Internationally, U.S. naval forces were being introduced into the Persian Gulf during this time in response to the Iran–Iraq War and heightening political tensions. Then a representative of Khomeini would explain Iran’s case regarding the Iran–Iraq War and an Iranian pilgrimage representative would conduct a referendum among all the pilgrims over the decision of the emir of Kuwait to invite foreign escorts for Kuwaiti tankers.

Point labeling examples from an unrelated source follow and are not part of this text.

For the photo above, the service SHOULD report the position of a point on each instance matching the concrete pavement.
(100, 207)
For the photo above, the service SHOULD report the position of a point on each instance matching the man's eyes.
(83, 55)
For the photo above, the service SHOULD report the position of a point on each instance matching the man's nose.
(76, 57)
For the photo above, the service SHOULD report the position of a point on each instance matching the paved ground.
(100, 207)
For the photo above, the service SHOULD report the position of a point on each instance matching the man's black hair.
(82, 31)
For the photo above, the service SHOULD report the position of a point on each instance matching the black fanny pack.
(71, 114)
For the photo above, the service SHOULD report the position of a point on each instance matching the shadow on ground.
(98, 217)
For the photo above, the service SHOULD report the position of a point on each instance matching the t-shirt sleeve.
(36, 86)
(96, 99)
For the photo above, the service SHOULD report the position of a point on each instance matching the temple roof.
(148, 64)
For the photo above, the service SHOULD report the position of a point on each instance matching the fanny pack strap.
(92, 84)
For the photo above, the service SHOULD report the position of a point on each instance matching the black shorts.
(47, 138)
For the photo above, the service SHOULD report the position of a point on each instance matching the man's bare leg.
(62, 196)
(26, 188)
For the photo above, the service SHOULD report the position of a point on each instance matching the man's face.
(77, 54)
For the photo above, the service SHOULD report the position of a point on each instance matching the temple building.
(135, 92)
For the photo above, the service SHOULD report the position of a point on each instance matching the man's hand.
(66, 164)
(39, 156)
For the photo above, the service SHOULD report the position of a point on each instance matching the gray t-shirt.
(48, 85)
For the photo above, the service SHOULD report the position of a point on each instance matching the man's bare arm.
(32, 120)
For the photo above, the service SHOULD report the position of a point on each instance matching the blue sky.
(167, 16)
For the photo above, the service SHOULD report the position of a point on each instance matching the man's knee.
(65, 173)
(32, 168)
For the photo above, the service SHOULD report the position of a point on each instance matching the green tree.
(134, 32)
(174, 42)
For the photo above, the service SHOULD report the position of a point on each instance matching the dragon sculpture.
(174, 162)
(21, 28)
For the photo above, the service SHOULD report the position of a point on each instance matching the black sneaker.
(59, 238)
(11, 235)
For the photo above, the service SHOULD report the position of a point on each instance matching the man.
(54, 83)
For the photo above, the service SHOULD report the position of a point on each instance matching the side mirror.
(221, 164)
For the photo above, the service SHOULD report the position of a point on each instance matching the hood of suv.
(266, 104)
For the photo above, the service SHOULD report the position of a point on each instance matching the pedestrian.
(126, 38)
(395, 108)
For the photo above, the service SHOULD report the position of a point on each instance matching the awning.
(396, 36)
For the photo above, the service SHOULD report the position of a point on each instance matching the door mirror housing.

Even though Mehdi Karrubi, who was Khomeini's official pilgrimage representative that year, tried to assure Saudi officials that the demonstrations would occur in the usual manner and in the agreed routes, it did little to quell the Saudi fears. Saudis and Iranians worked together to go over "the route of the planned demonstration". and

Saudi authorities "remained deeply suspicious".

1987 demonstrations

On Friday 31 July 1987, the demonstration started amid heightened security after Friday's midday prayers, while Iranian pilgrims chanted "Death to America! Death to the Soviet Union! Death to Israel!".

Saudi security personnel deny firing at the demonstrators, Saudi officials insist that no shots were fired, and that all deaths were caused by the melee and stampede. In a Washington news conference, the Saudi ambassador Prince Bandar bin Sultan claimed that "not one bullet was fired", blaming the violence on the Iranian pilgrims who he accused of "brandishing knives, clubs and broken glass drawn from beneath their cloaks". Ami Ayalon, an Israeli politician, wrote that "most of the Iranian pilgrims apparently shot by Saudi security authorities during the demonstration". Martin Kramer also writes that "according to American intelligence sources, the tide was finally turned by reinforcements from the National Guard, who fired tear gas shells into the crowd and then opened fire with pistols and automatic weapons". The Iranian news agency announced that "200 Iranians had been killed and more than 2,000 wounded".

Another high level Iranian leader, Ayatollah Hussein Ali Montazeri, urged Muslim religious leaders to "wrest control of Islam's holy sites in Saudi Arabia from the royal family". On the same day, the Iranian leader Khomeini called on Saudis to overthrow the House of Saud to avenge the pilgrims' deaths.

For three years after the incident—from 1988 to 1990—the Iranian government banned Iranians from going on the Hajj but "diplomatic ties were restored in 1991". Following the incident, Saudi Arabia ended its diplomatic relations with Iran and it reduced the number of permitted Iranian pilgrims to 45,000, down from 150,000 in earlier years. In 1991, Iran and Saudi Arabia renewed diplomatic relations after agreeing to allow Iranian pilgrims to perform the Hajj once more. The total number of pilgrims was set at 115,000, and the demonstrations by Iranians were again allowed, but only in one specific location granted by the Saudis. By this agreement, Iranian pilgrims continued their annual demonstration during the 1990s and 2000s with few or no incidents. They limited their rally to within the confines of their compound in Mecca.

Approximately 20,000 Pakistani troops who were stationed in Saudi Arabia were sent back to Pakistan, because Saudi Arabia was uncomfortable with the presence of Shi'ite soldiers.

Martin Kramer writes that "as no independent investigation will ever be conducted, important details will remain in doubt. But no evidence has been produced by Saudi Arabia or Iran to establish that the other side acted deliberately or with premeditation in order to provoke violence."